Des échéances étant demeurées impayées, la société BOURSORAMA a, par lettre recommandée avec accusé de réception du 12 mai 2023, mis en demeure Mme [G] [L] de s’acquitter de la somme de 895,59 euros dans un délai de 15 jours sous peine de déchéance du terme.
Par courrier recommandé avec accusé de réception en date du 21 juillet 2023, la société BOURSORAMA a informé Mme [G] [L] du prononcé de la déchéance du terme.
Par acte de commissaire de justice en date du 16 janvier 2025, la société BOURSORAMA a fait assigner Mme [G] [L], devant le juge des contentieux de la protection du tribunal judiciaire de Paris, aux fins, sous le bénéfice de l’exécution provisoire, de déclarer acquise la déchéance du terme, subsidiairement ordonner la résolution judiciaire du contrat de prêt, et en conséquence condamner Mme [G] [L] au paiement des sommes suivantes:
— 16262,43 euros assortis des intérêts au taux conventionnel à compter de la déchéance du terme,
— 1540,26 euros au titre de l’indemnité de résiliation, avec intérêts au taux légal à compter de l’assignation,
— 1000 euros au titre de l’article 700 du code de procédure civile, ainsi qu’aux dépens.
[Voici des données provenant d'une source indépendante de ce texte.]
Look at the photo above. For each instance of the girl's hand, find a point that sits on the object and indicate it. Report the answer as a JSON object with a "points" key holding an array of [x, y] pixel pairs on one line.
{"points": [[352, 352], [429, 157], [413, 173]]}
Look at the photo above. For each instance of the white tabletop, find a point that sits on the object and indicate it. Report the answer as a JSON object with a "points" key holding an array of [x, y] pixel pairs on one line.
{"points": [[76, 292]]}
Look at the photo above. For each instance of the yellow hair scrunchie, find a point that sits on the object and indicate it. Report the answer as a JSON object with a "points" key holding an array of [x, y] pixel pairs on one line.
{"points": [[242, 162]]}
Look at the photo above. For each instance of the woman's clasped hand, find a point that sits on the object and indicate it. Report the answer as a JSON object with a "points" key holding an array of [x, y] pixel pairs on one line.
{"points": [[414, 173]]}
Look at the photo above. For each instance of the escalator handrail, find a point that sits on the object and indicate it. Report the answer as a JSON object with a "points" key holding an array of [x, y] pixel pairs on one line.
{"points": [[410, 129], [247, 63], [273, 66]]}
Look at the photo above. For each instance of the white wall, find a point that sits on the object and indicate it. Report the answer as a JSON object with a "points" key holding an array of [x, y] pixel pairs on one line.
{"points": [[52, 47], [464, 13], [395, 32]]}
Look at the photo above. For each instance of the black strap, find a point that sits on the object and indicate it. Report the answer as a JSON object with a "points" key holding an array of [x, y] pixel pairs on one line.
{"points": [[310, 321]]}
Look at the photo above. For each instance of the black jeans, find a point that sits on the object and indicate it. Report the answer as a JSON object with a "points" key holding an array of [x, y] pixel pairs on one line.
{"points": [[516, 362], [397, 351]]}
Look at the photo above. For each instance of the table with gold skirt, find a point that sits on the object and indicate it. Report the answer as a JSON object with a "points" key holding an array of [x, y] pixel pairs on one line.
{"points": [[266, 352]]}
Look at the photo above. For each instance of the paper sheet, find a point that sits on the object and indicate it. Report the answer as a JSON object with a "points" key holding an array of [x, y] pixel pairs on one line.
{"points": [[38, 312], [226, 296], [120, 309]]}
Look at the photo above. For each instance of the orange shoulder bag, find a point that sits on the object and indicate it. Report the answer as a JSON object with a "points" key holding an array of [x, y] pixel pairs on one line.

A l’audience du 13 juin 2025, la société BOURSORAMA, représentée par son conseil, a demandé le bénéfice de son acte introductif d’instance, en précisant que Mme [G] [L] avait payé 4500 euros depuis la déchéance du terme. La nullité, la forclusion, la déchéance du droit aux intérêts contractuels (FIPEN, notice d’assurance, FICP, vérification de la solvabilité) et légaux ont été mises dans le débat.
Mme [G] [L], comparante en personne, a reconnu la dette en précisant qu’au jour de l’audience elle avait payé davantage que 4500 euros puisqu’un échéancier a été mis en place avec la banque. Elle a sollicité des délais de paiement à hauteur de 24 mois, indiquant pouvoir payer 500 euros maximum par mois.
L’affaire a été mise en délibéré au 29 août 2025 par mise à disposition au greffe.
MOTIVATION
Selon l’article 472 du code de procédure civile, lorsque le défendeur ne comparaît pas, il est néanmoins statué sur le fond. Le juge ne fait alors droit à la demande que s’il l’estime régulière, recevable et bien fondée.
Selon l’article R.632-1 du code de la consommation, le juge peut relever d’office tous les moyens tirés de l’application des dispositions de ce code.
Il convient, en l’espèce, d’appliquer d’office aux contrats litigieux les dispositions du code de la consommation sur lesquelles les parties ont été en mesure de présenter leurs observations, conformément aux dispositions de l’article 16 du code de procédure civile.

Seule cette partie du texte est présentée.